『ペンタゴン・ペーパーズ/最高機密文書』予告編
☆・・・スピルバーグの硬派系の作品で、さりとて、こっちラインも、スピルバーグはお手の物で、けれんなく、堅実に物語は進む。
ベトナム戦争の政治的な負の「真実」を知った新聞社の、社の存続を揺るがしかねなくも発表に至る経緯の物語。
ここで言っておくが、私は「真実」よりも「事実」が大事だと思っているので、この作品の流れの中では、新聞社の判断が英断のように語られているが、必ずしも100%正しかったとは思っていない。
世の中の事例には、正しき政治的な判断も多いからだ。
が、この作品内での「マスメディア的な正義」が、そのまま「事実」ではあるのだろうが(私には分からない。だが、うのみにはできない)、この作品を見て、日本のマスコミが、「事実」ではないことを「真実」だと、自分らの偏った正義を振りかざすように影響されるのはやめて欲しいものだ。

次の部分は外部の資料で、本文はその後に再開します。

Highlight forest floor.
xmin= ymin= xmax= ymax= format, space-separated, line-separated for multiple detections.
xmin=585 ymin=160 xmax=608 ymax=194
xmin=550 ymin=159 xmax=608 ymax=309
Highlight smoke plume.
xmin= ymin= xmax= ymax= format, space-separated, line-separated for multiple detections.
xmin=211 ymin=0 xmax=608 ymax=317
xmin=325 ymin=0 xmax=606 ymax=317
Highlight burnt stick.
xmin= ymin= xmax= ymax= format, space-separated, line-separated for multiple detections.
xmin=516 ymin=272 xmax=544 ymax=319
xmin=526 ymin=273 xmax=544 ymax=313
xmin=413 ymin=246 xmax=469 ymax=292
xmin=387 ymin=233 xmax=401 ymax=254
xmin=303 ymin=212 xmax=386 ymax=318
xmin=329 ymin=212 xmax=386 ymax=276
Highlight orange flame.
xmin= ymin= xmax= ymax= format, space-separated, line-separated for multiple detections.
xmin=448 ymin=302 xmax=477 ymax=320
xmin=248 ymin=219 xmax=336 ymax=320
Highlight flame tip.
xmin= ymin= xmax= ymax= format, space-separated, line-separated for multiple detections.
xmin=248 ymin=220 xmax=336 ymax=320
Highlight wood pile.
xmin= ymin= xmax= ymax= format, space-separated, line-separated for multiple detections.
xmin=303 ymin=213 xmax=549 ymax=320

話を戻すが、現在では携帯電話が一つあれば容易な情報の確保・複製・運搬が、それぞれ、なかなかの大冒険となっている60~70年代の物語、時代のギミックも興味深い^^
惜しむらくは、登場人物が多く、トム・ハンクスさえもリアルに埋没していたほどで、たまに、こちらの登場人物への認識が追いつかず、「あっ、これは誰だっけ?」と思うことがしばしば。
だけど、そういった複雑さが、物語の奥行きを加えることがあるのは、スタンリー・キューブリックの言ったところの「魔術」として理解している。